Jednym z ciekawszych rozwiązań, wpływającym na poprawę tego stanu rzeczy są mobilne jednostki technologii przetwarzania odpadów energetycznych w miejscu składowania, bez konieczności przewożenia ich do zakładów gospodarki komunalnej.

– Producenci energii z odpadów na pewno nie zaspokoją całego zapotrzebowania gospodarki. Dzisiejsze technologie jeszcze nie są w stanie wytworzyć pełnego bilansu, ale bez wątpienia jest to kierunek, w którym jako świat musimy podążać. To się po prostu opłaca – z jednej strony zmniejszamy ilości odpadów, które trafiają na składowiska, a jednocześnie uczestniczymy w procesie produkcji energii elektrycznej z odnawialnych źródeł czy, poprzez ich recykling, tworzymy nowe produkty dla wielu branż, np. produkcji paliw, czy dla budownictwa. Co ważne, spektrum powstających wyrobów jest szerokie i można je dynamicznie zmieniać i modyfikować, w zależności od aktualnego zapotrzebowania rynku na poszczególne surowce – mówi Jarosław Grobelny, Prezes Zarządu Intereko Energia Sp. z o.o., łódzkiego przedsiębiorstwa, które od 2013 r., aktywnie działa na polu zagospodarowania odpadów poprzez ich przetwarzanie oraz odzysk energetyczny. Firma oferuje szyte na miarę nowatorskie i kompleksowe usługi. Realizuje projekty w kraju i za granicą, obejmujące m.in. oczyszczanie osadów dennych zbiorników wodnych, neutralizację gleby na terenach przemysłowych, kolejowych czy lotniskach, rekultywację wysypisk oraz czyszczenie zbiorników oczyszczalni.

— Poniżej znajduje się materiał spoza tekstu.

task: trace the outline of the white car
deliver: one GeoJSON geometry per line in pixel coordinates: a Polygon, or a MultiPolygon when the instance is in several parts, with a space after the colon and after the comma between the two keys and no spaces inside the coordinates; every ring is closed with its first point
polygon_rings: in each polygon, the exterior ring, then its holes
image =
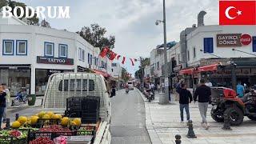
{"type": "Polygon", "coordinates": [[[128,81],[127,84],[129,86],[129,90],[134,90],[134,82],[132,81],[128,81]]]}

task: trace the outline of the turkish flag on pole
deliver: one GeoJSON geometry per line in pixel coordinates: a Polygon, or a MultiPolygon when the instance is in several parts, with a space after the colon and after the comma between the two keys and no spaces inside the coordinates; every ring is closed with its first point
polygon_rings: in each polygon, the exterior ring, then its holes
{"type": "Polygon", "coordinates": [[[109,50],[110,50],[110,49],[109,49],[108,47],[104,47],[104,48],[102,50],[102,51],[101,51],[101,53],[99,54],[99,55],[100,55],[101,57],[104,58],[104,57],[106,55],[106,54],[109,52],[109,50]]]}
{"type": "Polygon", "coordinates": [[[110,61],[113,61],[115,58],[116,56],[117,56],[117,54],[115,54],[112,50],[110,51],[110,61]]]}
{"type": "Polygon", "coordinates": [[[130,62],[131,62],[131,65],[132,66],[134,66],[134,59],[133,58],[130,58],[130,62]]]}
{"type": "Polygon", "coordinates": [[[126,57],[123,57],[122,61],[122,64],[125,64],[125,62],[126,62],[126,57]]]}
{"type": "Polygon", "coordinates": [[[219,1],[219,25],[256,25],[256,1],[219,1]]]}

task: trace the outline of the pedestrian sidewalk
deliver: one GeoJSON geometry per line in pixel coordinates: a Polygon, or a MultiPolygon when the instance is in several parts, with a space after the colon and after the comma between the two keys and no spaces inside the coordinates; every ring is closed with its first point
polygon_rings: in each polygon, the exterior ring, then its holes
{"type": "MultiPolygon", "coordinates": [[[[180,122],[179,104],[178,102],[168,105],[159,105],[159,96],[155,95],[155,100],[147,102],[145,96],[138,90],[145,102],[146,125],[153,144],[175,143],[175,135],[182,136],[182,144],[233,144],[254,143],[256,141],[256,122],[246,117],[239,126],[231,126],[233,130],[222,130],[223,123],[216,122],[210,117],[211,106],[209,106],[207,120],[210,125],[209,130],[201,126],[198,103],[190,104],[190,119],[193,121],[194,131],[197,138],[186,137],[188,128],[180,122]]],[[[186,113],[184,112],[184,119],[186,113]]]]}

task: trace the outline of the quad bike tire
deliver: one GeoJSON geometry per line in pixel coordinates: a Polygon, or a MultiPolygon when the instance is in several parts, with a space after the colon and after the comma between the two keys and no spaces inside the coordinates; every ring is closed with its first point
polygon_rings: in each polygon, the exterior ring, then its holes
{"type": "Polygon", "coordinates": [[[250,119],[252,121],[256,121],[256,117],[254,117],[252,115],[248,115],[247,117],[249,118],[249,119],[250,119]]]}
{"type": "Polygon", "coordinates": [[[214,110],[214,108],[211,109],[210,110],[210,115],[211,115],[211,118],[218,122],[224,122],[224,118],[223,118],[223,115],[218,115],[215,114],[215,111],[216,110],[214,110]]]}
{"type": "Polygon", "coordinates": [[[224,111],[230,118],[231,126],[239,126],[243,122],[243,112],[238,106],[228,107],[224,111]]]}

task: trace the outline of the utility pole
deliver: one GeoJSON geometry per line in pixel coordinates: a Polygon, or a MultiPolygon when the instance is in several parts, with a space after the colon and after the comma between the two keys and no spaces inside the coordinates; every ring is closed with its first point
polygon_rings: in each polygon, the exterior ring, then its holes
{"type": "Polygon", "coordinates": [[[166,0],[163,0],[163,38],[164,38],[164,75],[165,75],[165,94],[159,103],[165,104],[169,102],[169,80],[167,72],[167,45],[166,45],[166,0]]]}

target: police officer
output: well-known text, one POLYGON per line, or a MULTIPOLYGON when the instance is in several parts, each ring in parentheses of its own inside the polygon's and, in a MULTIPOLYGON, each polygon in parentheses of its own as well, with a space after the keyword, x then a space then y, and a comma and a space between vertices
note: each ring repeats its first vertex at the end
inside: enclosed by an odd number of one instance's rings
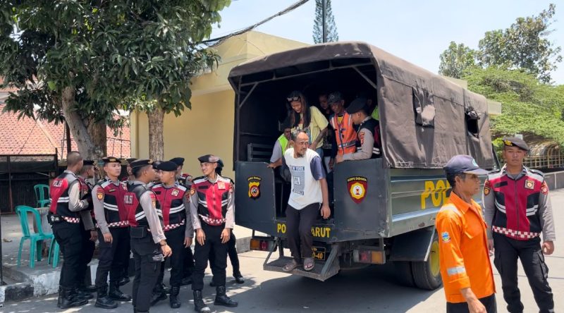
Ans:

Odpady to nie śmieci, ale surowiec energetyczny

Fot. materiały prasowe

Zagospodarowanie odpadów jest doskonałym uzupełnieniem zapotrzebowania na energię elektryczną i cieplną. Potencjał jest tak duży, jak powstające ilości surowców, kwalifikujących się do takiego recyklingu, czyli przy dzisiejszej nadprodukcji dóbr, właściwie nieograniczony. – Najwyższy czas, aby w pełni uświadomić sobie, że odpady to nie śmieci, tylko materiał energetyczny. Musimy jako społeczeństwo wykorzystywać tę wiedzę globalnie. Niestety, w Unii Europejskiej obowiązują buble prawne, które uniemożliwiają wdrażanie instalacji przetwarzania odpadów w energię na masową skalę. Proces inwestycyjny trwa do 5 lat, a obejmuje nie tyle samą realizację inwestycji, co pozyskanie wszelkich decyzji i sprostanie niezliczonej liczbie procedur – zaznacza Jarosław Grobelny, i dodaje: – Administracyjne, przysłowiowe „kłody rzucane pod nogi” można mnożyć. Problematyczne jest pozyskiwanie samych odpadów, które mają właściwości energetyczne, od przedsiębiorstw komunalnych. Wreszcie, nadal problemem jest niedoinwestowana i niewydolna infrastruktura przesyłowa. Naszą intencją jest stałe wywieranie wpływu na uczestników gospodarki, aby zmieniali perspektywę i postrzegali odpady nie jako śmieci, ale surowiec energetyczny lub komponenty do wytwarzania nowych produktów. Jeśli to nam się uda, to będzie to dopiero połowa sukcesu, bowiem kwestia ta jest ważna nie tylko w kontekście gospodarki odpadami, ale też nadal za mało doinwestowanego systemu przesyłu energii z odnawialnych źródeł. Jako branża od dawna postulujemy o pilny rozwój infrastruktury przesyłowej i dystrybucyjnej, która w Polsce jest na skraju wydolności. Jako producenci czekamy na systemowe rozwiązania na poziomie krajowym.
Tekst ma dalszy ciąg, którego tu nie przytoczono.